А Мишук посмеивался над ним, локтем подталкивал:

— Как он тебя, Ваня, а!

— Это из-за вас я в такую историю попал. Из-за вас.

Над Ивашкой подтрунивали, а барсук вытер пот со лба и поднял лапу.

— Тише, я дальше говорить буду.

Показалось Фильке, что придвинулась Лиса к медведю Лаврентию. И Филька заволновался: как бы не утащила она узелок с ужином. Медведь Лаврентий за ним совсем не смотрит. Беда может случиться. Пирог выиграешь, нет ли, а свой ужин всегда иметь надо.

И Филька тряс над головой лапой:

— Тише, да тише вы, я говорить буду. Третья моя сказка называется «Дичок».

— Это про Бурундучка, что ли? — подал голос медведь Михайло. — Ну его к лешему, еще на такого сказки тратить. Слезай с кургана.

— А ты если сам провалился, так и другим теперь рассказывать не даешь?

Это сказала медведица Матрена. Медведь Михайло насупился, ничего не ответил ей.

И все так и забылось бы, если бы не заяц с Рыжими Усами. Повернулся он к медведю Михайле и сказал:

— Болит сердечко, Михайло Иваныч?

И закачался Маняшин курган от смеха. Не смеялся только Бурундучок на сосне. Глядел он на всех мрачно и мрачно ворчал:

— И чего смеются? Ведь ничего же смешного нет.

Заяц оглянулся на медведя и прыснул в ладошку. Медведь Михайло наклонился к нему и крутнул за ухо. Заяц так весь и скривился. Сидел после этого и ругал самого себя:

— Дохихикался.

А Филька между тем рассказывал:

«Жил в роще Бурундук. И зиму и лето носил шубу в полоску. И ни разу никто не видел, чтобы он смеялся. Хмурым всегда Бурундук был. Глядел на всех исподлобья. И звали его все Дичком.

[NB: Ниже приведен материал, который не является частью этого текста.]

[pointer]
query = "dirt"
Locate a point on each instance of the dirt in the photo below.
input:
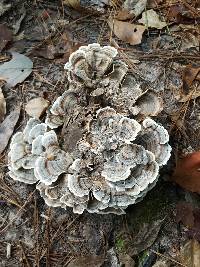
(43, 236)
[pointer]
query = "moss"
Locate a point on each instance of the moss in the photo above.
(153, 207)
(120, 244)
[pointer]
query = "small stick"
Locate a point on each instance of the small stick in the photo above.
(168, 258)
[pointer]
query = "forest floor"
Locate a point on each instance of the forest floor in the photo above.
(164, 228)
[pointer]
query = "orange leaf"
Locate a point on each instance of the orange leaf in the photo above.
(187, 172)
(127, 32)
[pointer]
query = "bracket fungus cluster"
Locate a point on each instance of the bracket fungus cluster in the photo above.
(99, 149)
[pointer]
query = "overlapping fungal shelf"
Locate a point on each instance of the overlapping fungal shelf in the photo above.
(99, 149)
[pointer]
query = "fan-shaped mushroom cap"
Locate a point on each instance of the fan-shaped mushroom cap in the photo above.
(155, 138)
(35, 155)
(111, 148)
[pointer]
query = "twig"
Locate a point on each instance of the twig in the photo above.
(168, 258)
(11, 222)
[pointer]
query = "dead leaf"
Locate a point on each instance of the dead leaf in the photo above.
(2, 106)
(135, 7)
(4, 7)
(5, 36)
(88, 6)
(7, 128)
(16, 70)
(87, 261)
(190, 253)
(127, 32)
(124, 14)
(63, 48)
(187, 172)
(151, 20)
(36, 107)
(184, 214)
(47, 52)
(72, 3)
(160, 263)
(189, 74)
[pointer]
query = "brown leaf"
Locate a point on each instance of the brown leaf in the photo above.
(187, 172)
(7, 128)
(16, 70)
(190, 254)
(124, 14)
(189, 74)
(127, 32)
(87, 261)
(2, 106)
(47, 52)
(36, 107)
(63, 48)
(5, 36)
(151, 19)
(73, 3)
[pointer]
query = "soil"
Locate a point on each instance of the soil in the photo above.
(41, 236)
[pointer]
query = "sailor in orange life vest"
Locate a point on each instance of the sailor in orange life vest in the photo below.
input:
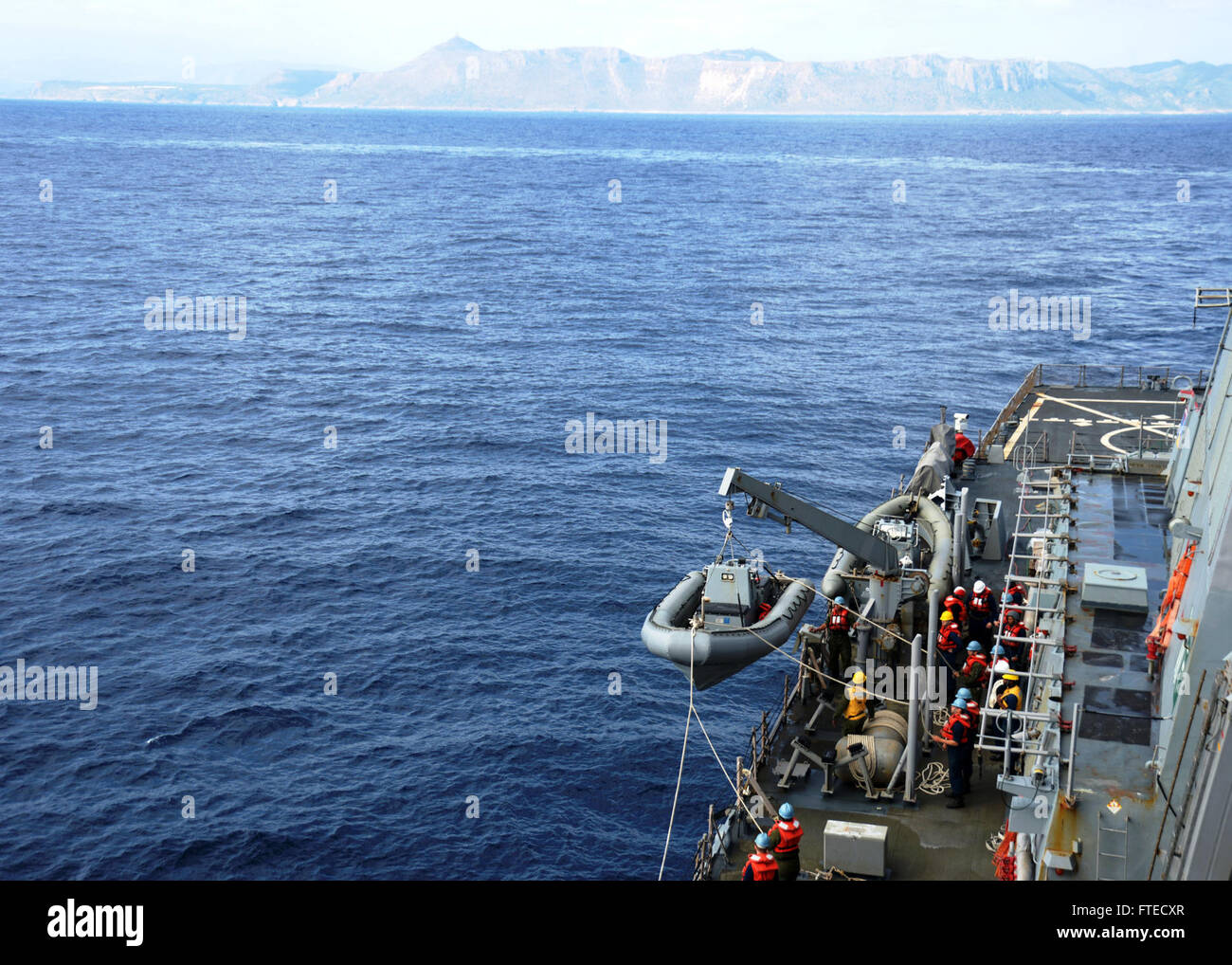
(760, 865)
(785, 837)
(949, 648)
(956, 737)
(838, 639)
(1014, 641)
(982, 614)
(964, 448)
(973, 674)
(1009, 698)
(854, 709)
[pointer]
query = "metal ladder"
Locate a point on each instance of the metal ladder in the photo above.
(1052, 485)
(1122, 855)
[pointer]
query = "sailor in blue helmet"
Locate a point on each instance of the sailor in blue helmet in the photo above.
(785, 837)
(956, 737)
(760, 865)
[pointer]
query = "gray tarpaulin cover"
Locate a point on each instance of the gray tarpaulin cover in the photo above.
(935, 464)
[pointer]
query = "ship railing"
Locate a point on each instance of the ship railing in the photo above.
(1073, 374)
(1084, 374)
(989, 438)
(762, 741)
(1047, 540)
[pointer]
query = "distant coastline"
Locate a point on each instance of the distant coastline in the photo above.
(616, 111)
(459, 75)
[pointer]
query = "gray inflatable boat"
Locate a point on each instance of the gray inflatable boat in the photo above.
(744, 610)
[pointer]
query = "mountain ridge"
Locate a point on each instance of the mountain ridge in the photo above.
(459, 74)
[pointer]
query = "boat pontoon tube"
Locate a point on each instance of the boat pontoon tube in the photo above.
(717, 653)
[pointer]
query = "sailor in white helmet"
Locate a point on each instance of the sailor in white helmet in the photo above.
(982, 614)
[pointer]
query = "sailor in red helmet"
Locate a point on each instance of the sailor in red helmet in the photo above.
(964, 448)
(949, 648)
(760, 865)
(956, 737)
(956, 603)
(838, 637)
(785, 838)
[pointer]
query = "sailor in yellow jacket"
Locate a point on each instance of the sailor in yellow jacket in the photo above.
(854, 713)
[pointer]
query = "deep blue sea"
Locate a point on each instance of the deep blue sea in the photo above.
(485, 684)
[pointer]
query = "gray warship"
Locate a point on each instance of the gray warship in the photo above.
(1101, 495)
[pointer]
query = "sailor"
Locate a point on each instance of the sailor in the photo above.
(838, 637)
(785, 837)
(964, 448)
(760, 865)
(949, 643)
(955, 606)
(1009, 698)
(955, 735)
(855, 704)
(972, 707)
(1014, 640)
(973, 674)
(982, 615)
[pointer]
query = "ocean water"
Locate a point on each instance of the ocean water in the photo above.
(475, 287)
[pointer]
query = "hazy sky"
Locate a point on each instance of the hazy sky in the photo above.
(148, 40)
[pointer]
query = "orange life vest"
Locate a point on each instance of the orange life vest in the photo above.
(964, 447)
(956, 607)
(982, 661)
(788, 837)
(764, 869)
(948, 730)
(982, 603)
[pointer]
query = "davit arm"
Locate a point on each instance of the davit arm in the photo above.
(881, 555)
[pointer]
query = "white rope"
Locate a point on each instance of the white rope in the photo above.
(739, 800)
(934, 779)
(680, 773)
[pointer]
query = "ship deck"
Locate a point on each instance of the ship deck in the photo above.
(1120, 517)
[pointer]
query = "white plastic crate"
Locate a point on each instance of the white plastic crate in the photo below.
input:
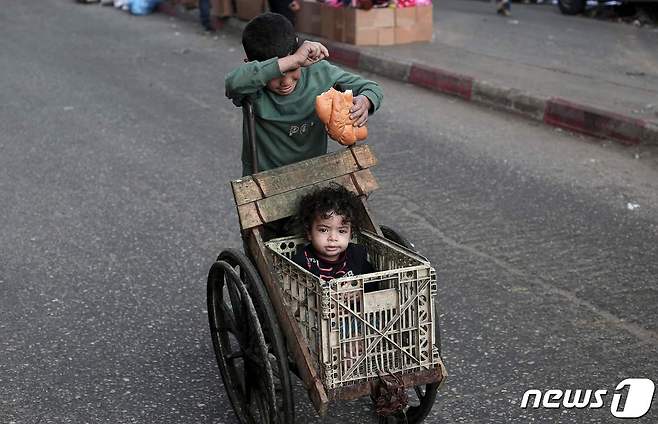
(353, 334)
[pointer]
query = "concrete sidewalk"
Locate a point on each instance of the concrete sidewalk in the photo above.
(590, 76)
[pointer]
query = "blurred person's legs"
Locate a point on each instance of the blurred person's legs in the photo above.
(204, 14)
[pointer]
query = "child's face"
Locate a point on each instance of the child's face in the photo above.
(330, 236)
(285, 84)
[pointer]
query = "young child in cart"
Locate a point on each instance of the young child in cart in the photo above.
(329, 215)
(283, 77)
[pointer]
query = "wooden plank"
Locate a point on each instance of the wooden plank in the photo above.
(364, 156)
(295, 341)
(249, 216)
(307, 172)
(285, 204)
(312, 171)
(245, 190)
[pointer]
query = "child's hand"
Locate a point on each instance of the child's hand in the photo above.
(359, 112)
(310, 52)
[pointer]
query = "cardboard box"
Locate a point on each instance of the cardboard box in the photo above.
(221, 8)
(405, 16)
(405, 34)
(373, 18)
(308, 19)
(248, 9)
(377, 26)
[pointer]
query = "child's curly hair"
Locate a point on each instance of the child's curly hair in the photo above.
(333, 198)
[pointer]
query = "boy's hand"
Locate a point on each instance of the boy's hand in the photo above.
(359, 112)
(310, 52)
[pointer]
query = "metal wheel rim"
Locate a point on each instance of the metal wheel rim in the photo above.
(248, 392)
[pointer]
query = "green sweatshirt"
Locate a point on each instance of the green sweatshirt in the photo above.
(287, 127)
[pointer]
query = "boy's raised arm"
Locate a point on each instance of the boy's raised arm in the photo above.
(247, 79)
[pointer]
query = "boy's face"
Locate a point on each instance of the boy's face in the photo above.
(285, 84)
(330, 236)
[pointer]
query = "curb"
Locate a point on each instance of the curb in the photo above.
(554, 111)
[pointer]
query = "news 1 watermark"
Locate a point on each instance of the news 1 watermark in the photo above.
(635, 404)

Так и прожил Бурундук свою жизнь и ни разу не улыбнулся. Состарился. Ходит по роще все в той же шубе в полоску и все такой же хмурый. Дичок и есть Дичок. А однажды бежит мимо его домика Белка и слышит — кхи-кхи, за дверью Бурундучка.

Так и всплеснула Белка лапками:

— Батюшки! Бурундук смеется.

Заглянула к нему в окошко и видит: держится Бурундук за грудь и кхикает:

— Кхи-кхи.. Сюда! Сюда! — закричала Белка. — Идите поглядите : наш Дичок смеется.

Слетелись на ее крик птицы, сбежались звери — всем интересно посмотреть, как Бурундук смеется. Все-таки прожил целую жизнь и ни разу не улыбнулся.

Столпились у домика Бурундука. В окошки заглядывают, в двери лезут. А Бурундук держится за грудь лапками, глаза подо лбом у него, кхикает:

— Кхи-кхи-кхи. Белка даже за плечо его потрясла. Сказала:

— Нам, конечно, приятно видеть, как ты смеешься, но ты не смейся так глубоко, а то еще задохнешься.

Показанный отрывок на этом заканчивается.